Here, West One reassigned Mr. Poll to a position where he had the potential to earn a higher salary than he was currently earning. Further, Mr. Poll could have advanced to managerial positions. The Polls’ contrary arguments are based on Mr. Poll’s subjective beliefs and do not create genuine issues of material fact. Thus, the Polls have not overcome the presumption that Mr. Poll’s resignation was voluntary.

Because there was no discharge, the Polls’ remaining counterclaims of retaliatory discharge and wrongful discharge against public policy must fail.

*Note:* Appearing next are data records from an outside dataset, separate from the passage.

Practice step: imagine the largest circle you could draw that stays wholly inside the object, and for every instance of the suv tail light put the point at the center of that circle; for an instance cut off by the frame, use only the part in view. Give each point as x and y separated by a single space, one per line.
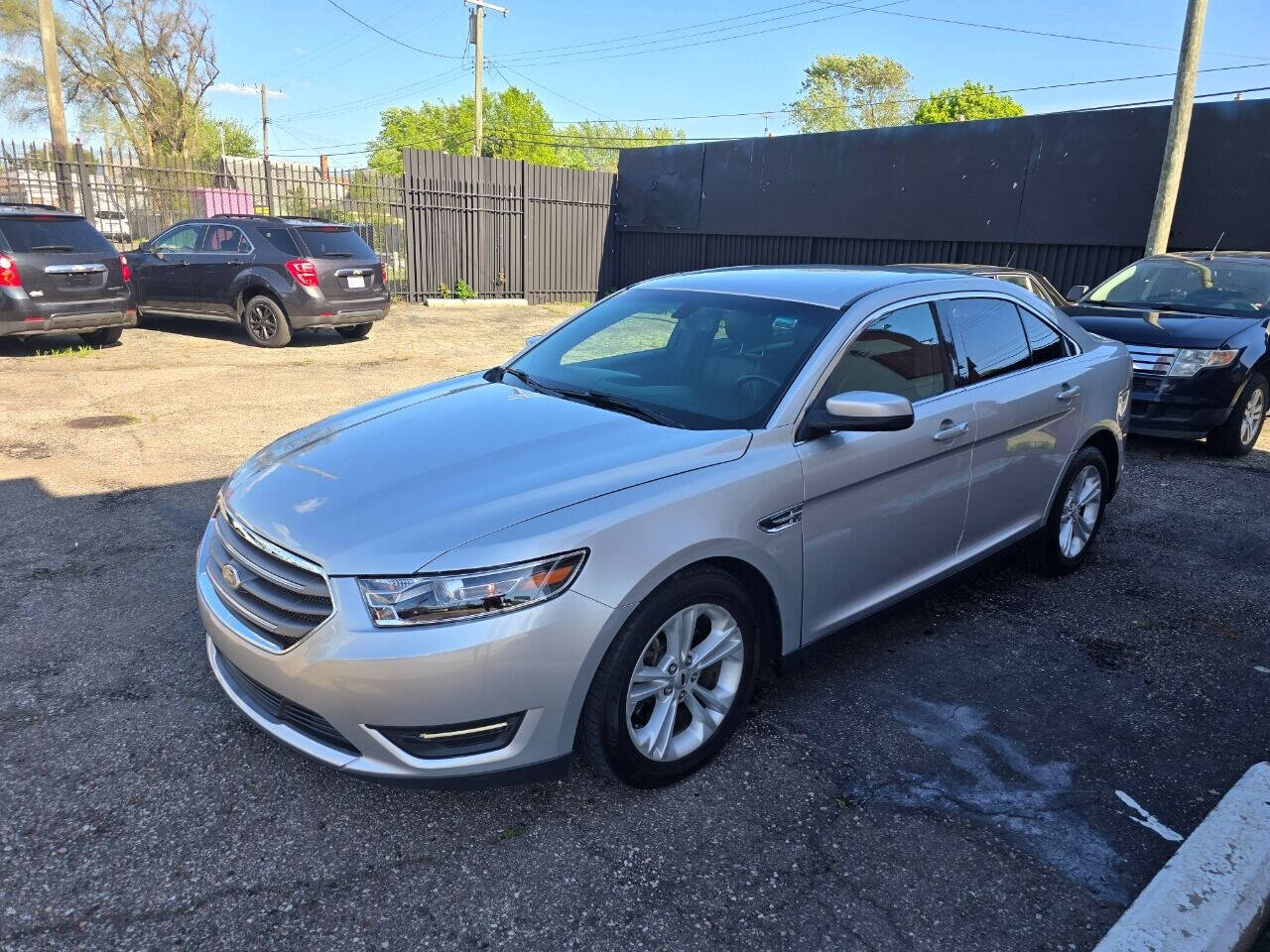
9 277
304 271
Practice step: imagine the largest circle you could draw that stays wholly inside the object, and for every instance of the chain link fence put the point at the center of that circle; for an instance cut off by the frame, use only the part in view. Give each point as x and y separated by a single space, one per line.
131 199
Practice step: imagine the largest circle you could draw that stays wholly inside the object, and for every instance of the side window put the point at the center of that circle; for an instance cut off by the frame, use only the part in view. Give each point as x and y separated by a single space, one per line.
225 239
282 240
183 238
1046 343
899 353
992 338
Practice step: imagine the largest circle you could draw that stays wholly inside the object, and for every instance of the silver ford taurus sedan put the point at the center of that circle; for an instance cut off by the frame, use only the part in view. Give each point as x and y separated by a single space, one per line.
595 544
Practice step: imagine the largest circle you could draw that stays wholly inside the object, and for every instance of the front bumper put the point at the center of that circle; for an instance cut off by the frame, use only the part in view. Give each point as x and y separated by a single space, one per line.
1184 407
353 675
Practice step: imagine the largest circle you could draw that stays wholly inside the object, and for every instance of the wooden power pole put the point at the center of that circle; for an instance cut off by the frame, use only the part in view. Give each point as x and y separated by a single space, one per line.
475 36
1179 128
54 94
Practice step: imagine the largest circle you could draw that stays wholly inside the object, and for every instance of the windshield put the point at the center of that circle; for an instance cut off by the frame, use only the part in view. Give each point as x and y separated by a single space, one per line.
697 359
1187 285
53 234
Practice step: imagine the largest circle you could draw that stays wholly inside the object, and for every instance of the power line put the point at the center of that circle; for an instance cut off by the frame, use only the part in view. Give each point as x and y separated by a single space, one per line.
388 36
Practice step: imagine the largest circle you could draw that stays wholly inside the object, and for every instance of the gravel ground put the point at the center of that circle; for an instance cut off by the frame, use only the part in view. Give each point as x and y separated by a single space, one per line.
943 778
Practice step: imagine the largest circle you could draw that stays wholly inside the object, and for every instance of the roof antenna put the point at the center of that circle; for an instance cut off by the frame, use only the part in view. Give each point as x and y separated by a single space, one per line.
1213 253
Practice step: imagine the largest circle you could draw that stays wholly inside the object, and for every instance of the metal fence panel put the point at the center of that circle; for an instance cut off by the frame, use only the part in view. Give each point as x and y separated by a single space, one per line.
506 229
131 199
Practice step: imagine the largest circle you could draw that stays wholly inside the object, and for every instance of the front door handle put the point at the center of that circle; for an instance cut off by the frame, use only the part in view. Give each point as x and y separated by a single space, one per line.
949 430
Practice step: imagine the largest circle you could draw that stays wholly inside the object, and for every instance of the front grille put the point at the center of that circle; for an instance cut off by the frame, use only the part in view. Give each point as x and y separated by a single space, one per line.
1152 361
277 594
272 705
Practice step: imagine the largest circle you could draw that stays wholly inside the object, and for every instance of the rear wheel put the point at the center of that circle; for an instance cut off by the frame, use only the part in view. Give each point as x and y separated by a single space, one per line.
675 683
1076 516
1238 434
102 336
266 322
354 331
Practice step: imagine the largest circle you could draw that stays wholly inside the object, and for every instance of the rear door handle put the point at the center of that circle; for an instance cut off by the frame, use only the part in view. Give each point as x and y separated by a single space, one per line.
951 430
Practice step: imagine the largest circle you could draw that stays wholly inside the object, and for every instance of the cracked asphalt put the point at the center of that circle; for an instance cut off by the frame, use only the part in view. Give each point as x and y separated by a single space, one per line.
942 778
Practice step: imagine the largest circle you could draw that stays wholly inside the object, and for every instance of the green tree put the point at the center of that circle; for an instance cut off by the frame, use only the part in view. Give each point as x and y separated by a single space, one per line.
851 93
149 62
970 100
593 145
517 126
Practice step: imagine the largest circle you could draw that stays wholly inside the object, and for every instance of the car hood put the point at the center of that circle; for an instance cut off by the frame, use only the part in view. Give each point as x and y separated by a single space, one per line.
1160 327
389 486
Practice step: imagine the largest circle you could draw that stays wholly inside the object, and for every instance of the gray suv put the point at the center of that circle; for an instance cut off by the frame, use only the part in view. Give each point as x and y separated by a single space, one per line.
598 542
273 276
59 276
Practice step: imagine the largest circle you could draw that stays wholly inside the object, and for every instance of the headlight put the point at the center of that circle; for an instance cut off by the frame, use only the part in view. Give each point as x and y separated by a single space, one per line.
1189 362
427 599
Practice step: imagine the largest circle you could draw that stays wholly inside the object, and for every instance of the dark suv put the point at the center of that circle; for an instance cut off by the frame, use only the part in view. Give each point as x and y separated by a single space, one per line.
271 275
59 276
1197 329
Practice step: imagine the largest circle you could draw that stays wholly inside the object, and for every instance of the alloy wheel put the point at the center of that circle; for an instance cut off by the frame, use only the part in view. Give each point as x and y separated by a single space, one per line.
1080 513
1254 414
262 321
685 682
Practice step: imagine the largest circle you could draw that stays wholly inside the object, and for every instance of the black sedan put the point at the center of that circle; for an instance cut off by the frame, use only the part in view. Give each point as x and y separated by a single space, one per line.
1197 329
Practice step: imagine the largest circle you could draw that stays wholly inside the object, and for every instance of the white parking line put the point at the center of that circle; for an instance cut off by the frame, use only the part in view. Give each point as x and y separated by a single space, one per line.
1213 895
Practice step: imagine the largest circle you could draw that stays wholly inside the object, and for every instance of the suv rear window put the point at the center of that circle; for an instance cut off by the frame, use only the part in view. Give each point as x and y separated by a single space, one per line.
335 243
53 234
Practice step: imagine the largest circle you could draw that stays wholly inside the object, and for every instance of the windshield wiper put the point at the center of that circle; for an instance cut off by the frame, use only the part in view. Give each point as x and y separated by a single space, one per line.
592 397
627 407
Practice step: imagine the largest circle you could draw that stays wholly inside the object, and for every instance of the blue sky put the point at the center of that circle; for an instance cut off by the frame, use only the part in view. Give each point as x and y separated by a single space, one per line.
335 75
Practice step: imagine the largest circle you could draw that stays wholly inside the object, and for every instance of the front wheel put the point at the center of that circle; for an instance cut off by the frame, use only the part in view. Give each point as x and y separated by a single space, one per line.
102 336
675 683
1238 434
354 331
266 322
1076 516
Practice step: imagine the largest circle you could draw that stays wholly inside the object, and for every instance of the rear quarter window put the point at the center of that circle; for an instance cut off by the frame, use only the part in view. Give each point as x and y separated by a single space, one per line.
335 243
54 235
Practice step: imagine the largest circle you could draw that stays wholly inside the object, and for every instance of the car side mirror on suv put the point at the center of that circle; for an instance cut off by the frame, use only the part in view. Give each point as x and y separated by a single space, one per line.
858 411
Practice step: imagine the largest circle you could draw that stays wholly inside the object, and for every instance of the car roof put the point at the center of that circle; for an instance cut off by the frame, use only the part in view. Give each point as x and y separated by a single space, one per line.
826 286
1218 257
16 209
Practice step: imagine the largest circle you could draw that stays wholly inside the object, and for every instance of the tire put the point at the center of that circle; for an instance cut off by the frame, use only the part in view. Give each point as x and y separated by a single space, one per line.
1053 549
103 336
266 322
1238 434
698 705
354 331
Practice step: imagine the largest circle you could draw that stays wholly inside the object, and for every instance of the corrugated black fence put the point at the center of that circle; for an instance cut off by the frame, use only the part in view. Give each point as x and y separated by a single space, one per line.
1065 194
507 229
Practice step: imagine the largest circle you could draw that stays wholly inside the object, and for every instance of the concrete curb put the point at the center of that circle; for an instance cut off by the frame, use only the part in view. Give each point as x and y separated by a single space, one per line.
475 302
1213 895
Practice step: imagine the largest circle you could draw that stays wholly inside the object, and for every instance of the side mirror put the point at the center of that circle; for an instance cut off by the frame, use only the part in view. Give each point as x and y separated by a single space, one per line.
860 411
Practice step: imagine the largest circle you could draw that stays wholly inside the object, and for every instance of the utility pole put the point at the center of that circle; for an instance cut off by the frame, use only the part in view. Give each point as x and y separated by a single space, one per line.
264 148
54 94
1179 128
475 36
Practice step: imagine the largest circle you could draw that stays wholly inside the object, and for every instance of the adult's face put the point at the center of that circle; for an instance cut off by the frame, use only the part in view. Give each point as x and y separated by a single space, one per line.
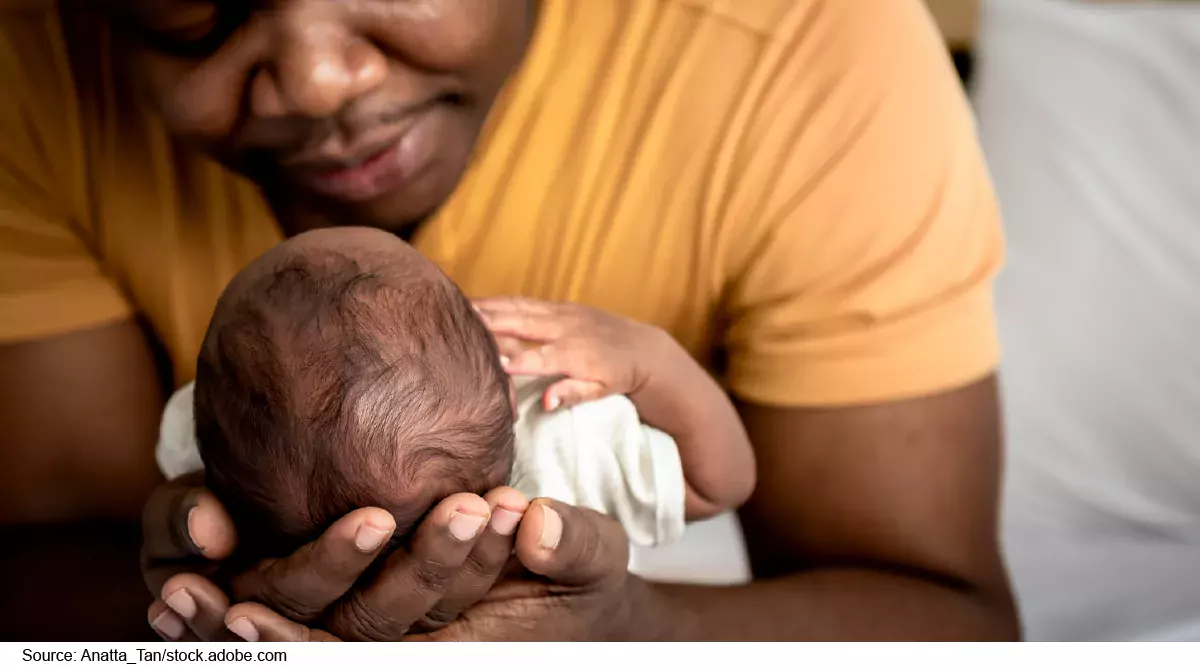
364 108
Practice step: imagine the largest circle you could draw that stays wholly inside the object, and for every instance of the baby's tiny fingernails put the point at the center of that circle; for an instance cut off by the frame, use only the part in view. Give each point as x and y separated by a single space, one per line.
465 526
183 603
551 528
369 538
504 521
243 628
168 624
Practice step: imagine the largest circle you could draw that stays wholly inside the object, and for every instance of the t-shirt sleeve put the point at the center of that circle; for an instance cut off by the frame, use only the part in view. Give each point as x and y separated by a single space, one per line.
867 229
51 279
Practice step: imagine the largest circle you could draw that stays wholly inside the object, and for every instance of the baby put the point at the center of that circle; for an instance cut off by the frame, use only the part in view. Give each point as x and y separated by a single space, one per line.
343 370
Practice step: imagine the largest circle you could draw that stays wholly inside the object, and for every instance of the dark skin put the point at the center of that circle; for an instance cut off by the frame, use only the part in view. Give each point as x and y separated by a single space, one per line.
868 522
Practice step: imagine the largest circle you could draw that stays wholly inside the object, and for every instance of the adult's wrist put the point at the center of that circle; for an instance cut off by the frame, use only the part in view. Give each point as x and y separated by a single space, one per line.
652 614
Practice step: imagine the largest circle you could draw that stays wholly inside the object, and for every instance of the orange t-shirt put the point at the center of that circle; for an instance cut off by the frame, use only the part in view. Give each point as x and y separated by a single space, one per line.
791 187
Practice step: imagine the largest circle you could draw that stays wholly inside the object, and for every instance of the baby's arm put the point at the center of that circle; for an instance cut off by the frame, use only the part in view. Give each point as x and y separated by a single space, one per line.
603 354
682 399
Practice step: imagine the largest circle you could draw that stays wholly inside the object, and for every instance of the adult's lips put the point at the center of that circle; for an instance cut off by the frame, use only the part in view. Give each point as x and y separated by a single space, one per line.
373 166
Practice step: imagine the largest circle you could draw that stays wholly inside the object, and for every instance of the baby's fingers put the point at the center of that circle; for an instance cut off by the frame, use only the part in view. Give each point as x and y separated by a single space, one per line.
569 393
547 360
514 318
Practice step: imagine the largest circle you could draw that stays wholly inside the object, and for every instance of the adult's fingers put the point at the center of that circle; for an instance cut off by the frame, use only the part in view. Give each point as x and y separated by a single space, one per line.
168 624
569 393
198 604
307 582
184 526
412 582
485 562
255 623
571 545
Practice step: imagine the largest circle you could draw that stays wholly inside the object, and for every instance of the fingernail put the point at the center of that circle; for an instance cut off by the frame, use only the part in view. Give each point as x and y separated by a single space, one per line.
369 538
465 526
192 522
168 624
551 528
504 521
183 603
243 628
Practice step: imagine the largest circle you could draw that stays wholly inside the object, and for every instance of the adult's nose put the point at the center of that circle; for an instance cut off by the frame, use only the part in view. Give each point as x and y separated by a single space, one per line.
318 64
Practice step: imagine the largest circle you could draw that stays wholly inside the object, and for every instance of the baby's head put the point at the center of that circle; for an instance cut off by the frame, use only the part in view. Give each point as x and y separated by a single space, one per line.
343 370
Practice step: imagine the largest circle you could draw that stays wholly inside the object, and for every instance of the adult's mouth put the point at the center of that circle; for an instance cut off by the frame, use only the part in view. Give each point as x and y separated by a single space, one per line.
378 163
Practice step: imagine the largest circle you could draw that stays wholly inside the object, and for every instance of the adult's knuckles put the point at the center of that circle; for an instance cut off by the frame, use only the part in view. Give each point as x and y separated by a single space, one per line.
269 593
357 620
431 576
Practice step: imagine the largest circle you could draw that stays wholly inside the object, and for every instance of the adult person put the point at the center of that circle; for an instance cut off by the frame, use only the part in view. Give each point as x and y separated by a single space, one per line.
790 187
1089 119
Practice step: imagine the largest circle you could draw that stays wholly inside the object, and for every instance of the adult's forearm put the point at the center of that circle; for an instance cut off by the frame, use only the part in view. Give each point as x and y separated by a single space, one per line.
825 604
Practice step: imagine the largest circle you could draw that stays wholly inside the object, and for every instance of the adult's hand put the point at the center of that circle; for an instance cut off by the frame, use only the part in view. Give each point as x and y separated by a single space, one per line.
574 586
455 557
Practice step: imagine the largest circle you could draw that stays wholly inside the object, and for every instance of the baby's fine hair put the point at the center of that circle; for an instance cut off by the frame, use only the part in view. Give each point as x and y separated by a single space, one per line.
331 381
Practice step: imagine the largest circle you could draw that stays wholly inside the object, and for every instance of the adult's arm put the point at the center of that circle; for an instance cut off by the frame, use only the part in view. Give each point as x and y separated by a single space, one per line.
873 522
78 419
79 395
861 341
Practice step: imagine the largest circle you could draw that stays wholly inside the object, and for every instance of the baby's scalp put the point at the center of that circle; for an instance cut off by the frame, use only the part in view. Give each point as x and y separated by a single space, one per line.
342 370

Accordingly, the trial court properly granted West One’s motion for summary judgment dismissal of the Polls’ counterclaims.

In the last sentence of the respondent’s brief under the heading, “Conclusion,” West One requests attorney fees and costs. Since its request does not satisfy RAP 18.1(b), which requires a party to devote a section of its brief to attorney fees, we deny West One’s request.

Affirmed.

A majority of the panel has determined this opinion will not be printed in the Washington Appellate Reports, but it will be filed for public record pursuant to RCW 2.06.040.

KULIK, J. and STEPHENS, J. PRO TEM, concur.

[1] The court also entered judgment in favor of West One for $35,148.33, based on an arbitration award.